Controlled Fluxes of Silicon Nanoparticles By Extraction from a Pulsed RF Plasma

Deposition of silicon nanoparticles onto substrates may be a means of growing monocrystalline silicon films at low substrate temperature if the nanoparticles' impact energy and size can be controlled to provide melting or amorphization of the nanoparticle without damaging the underlying film. In order to explore conditions that could produce such controlled fluxes of nanoparticles we numerically model a pulsed RF argon-silane plasma, with a positive DC bias applied during the afterglow phase of each pulse so as to extract and accelerate negatively charged silicon particles. Operating parameters studied include pulse on time, pulse off time, DC bias voltage, RF voltage and pressure. This set of parameters is tested to find conditions under which one can achieve a periodic steady state with repeatable pulse-to-pulse conditions that maximize silicon film growth rates while maintaining nanoparticle impact energies in the range 0.5-2.0 eV/atom.

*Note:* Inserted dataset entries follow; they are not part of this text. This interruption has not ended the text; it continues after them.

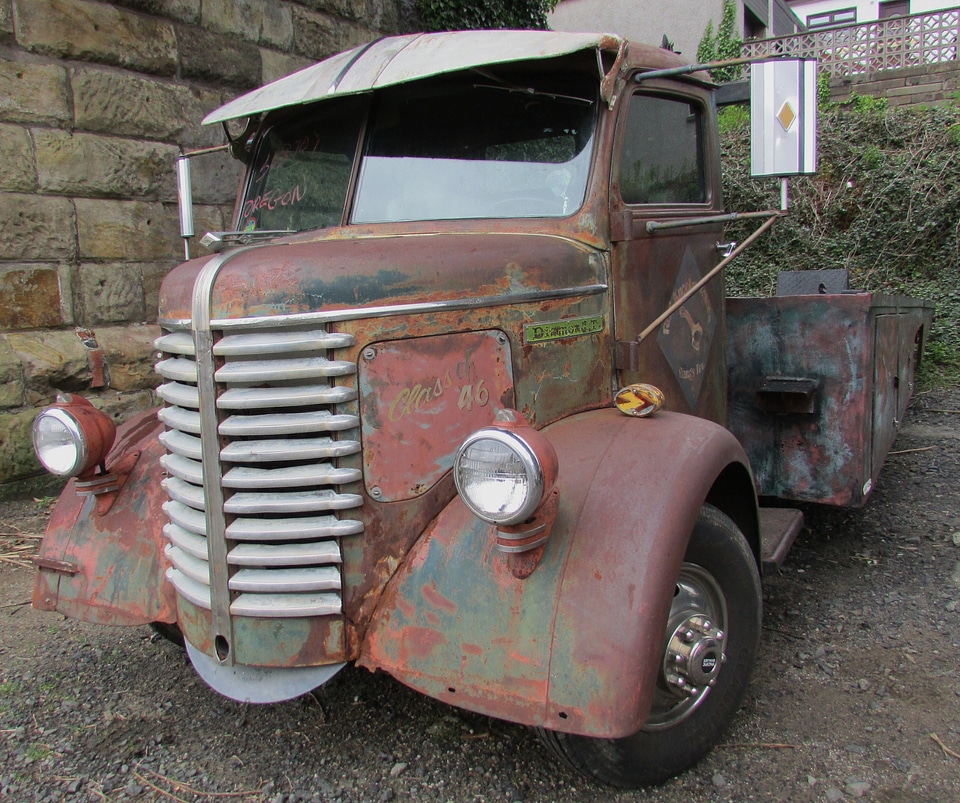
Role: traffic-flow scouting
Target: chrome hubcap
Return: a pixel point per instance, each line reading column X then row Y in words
column 694, row 648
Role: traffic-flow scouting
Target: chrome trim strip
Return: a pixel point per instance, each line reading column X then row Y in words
column 215, row 519
column 355, row 313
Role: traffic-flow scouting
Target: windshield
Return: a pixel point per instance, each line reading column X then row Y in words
column 473, row 145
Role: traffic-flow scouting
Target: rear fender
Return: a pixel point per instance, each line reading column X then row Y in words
column 576, row 646
column 101, row 559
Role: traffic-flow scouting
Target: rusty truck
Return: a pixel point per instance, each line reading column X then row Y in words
column 460, row 398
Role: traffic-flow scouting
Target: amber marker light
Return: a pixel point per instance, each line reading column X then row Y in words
column 639, row 400
column 72, row 438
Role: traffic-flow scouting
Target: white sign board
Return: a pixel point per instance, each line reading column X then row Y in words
column 783, row 117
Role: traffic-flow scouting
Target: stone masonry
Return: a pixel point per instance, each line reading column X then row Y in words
column 97, row 100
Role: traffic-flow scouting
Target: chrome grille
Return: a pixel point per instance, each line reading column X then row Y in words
column 282, row 437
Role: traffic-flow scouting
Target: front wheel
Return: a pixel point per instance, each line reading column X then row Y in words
column 710, row 645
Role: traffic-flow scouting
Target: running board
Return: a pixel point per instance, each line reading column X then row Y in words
column 779, row 526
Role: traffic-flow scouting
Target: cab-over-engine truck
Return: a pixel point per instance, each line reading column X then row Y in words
column 461, row 399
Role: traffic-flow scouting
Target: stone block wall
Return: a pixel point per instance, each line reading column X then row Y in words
column 929, row 85
column 97, row 100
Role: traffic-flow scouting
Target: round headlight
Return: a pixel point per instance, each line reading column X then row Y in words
column 58, row 443
column 499, row 476
column 72, row 438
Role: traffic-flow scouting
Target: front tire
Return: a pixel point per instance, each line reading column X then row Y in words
column 710, row 645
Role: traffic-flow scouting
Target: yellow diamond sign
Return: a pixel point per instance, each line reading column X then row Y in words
column 786, row 116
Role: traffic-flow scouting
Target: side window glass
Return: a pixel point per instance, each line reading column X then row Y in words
column 662, row 159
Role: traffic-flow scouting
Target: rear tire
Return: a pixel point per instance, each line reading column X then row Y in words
column 712, row 635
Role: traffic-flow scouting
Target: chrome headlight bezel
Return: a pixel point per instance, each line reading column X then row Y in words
column 85, row 437
column 74, row 439
column 527, row 477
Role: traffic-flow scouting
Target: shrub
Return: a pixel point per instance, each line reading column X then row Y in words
column 885, row 206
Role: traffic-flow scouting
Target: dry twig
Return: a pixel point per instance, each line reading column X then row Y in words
column 179, row 786
column 946, row 750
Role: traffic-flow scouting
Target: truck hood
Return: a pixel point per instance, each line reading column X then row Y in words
column 354, row 278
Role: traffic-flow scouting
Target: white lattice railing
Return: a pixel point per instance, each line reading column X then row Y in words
column 889, row 44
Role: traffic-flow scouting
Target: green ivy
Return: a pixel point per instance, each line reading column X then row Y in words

We utilize a previously developed 1-D dusty plasma numerical model, modified to consider pulsing and applied substrate bias. This model self-consistently solves for the coupled behavior of plasma, chemistry, and aerosol. Results show that it is possible by this method to produce nanoparticle fluxes that are tailored with respect to their distribution of impact energies and mass deposition rates.